Kidney disease (nephropathy) is far more common in people with diabetes than in people without diabetes. It is caused by damage to small blood vessels, which can cause the kidneys to be less efficient, or to fail altogether. Diabetes is one of the leading causes of chronic kidney disease (CKD).
Based on data from the UK and USA, up to 40% of people with diabetes will develop chronic kidney disease.1 Pooled data from 54 countries reveal that more than 80% of cases of end-stage renal disease (ESRD) are caused by diabetes, hypertension or a combination of both.
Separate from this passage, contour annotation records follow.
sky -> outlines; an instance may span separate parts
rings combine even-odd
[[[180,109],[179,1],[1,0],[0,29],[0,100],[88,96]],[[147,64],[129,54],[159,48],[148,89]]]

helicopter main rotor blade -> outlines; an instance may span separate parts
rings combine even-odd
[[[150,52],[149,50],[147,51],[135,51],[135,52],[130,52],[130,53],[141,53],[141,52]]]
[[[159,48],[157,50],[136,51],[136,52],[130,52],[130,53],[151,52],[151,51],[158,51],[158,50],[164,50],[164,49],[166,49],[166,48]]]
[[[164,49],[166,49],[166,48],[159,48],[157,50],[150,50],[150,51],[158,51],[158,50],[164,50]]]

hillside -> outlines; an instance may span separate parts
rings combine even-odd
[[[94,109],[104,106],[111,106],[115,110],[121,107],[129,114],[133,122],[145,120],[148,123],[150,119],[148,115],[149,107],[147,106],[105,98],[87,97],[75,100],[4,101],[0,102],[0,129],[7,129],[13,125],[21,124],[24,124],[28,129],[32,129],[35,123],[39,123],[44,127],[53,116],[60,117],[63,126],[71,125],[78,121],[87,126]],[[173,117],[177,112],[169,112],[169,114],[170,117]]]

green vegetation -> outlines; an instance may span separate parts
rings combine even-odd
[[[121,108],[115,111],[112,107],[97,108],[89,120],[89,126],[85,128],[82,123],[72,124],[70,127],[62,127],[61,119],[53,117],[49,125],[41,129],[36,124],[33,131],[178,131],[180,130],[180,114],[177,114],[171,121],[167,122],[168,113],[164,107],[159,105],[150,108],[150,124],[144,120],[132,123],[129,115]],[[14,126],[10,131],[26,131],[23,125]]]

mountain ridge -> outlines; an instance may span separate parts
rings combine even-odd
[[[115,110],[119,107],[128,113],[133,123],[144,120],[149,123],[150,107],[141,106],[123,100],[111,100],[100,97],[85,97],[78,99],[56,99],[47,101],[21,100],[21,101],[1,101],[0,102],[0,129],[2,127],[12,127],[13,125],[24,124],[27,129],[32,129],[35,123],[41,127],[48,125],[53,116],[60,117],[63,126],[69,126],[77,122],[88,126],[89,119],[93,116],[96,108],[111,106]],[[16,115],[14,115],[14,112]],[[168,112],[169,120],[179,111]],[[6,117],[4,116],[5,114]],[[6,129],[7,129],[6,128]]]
Diabetes, hypertension and kidney failure are highly interlinked. On the one hand, type 2 diabetes is a leading cause of kidney failure, which is a risk for hypertension, and on the other, hypertension can often precede CKD and contribute to the progression of kidney disease.
Both diabetes and CKD are strongly associated with cardiovascular disease (CVD) and therefore, the major component in their management is control of CVD risk factors such as hypertension and high blood glucose (hyperglycaemia). It is important to control blood glucose and blood pressure to reduce the risk of kidney disease. Screening for abnormal quantities of albumin in the urine (albuminuria) and starting treatment with drugs that reduce the activity of the renin-angiotensin-aldosterone system when albuminuria is persistently found, even in the absence of hypertension, is very effective to prevent the development and progression of CKD in people with diabetes.
Screening for albuminuria should be done every year after diagnosis in people with type 2 diabetes and the same after the first five years in people with type 1 diabetes.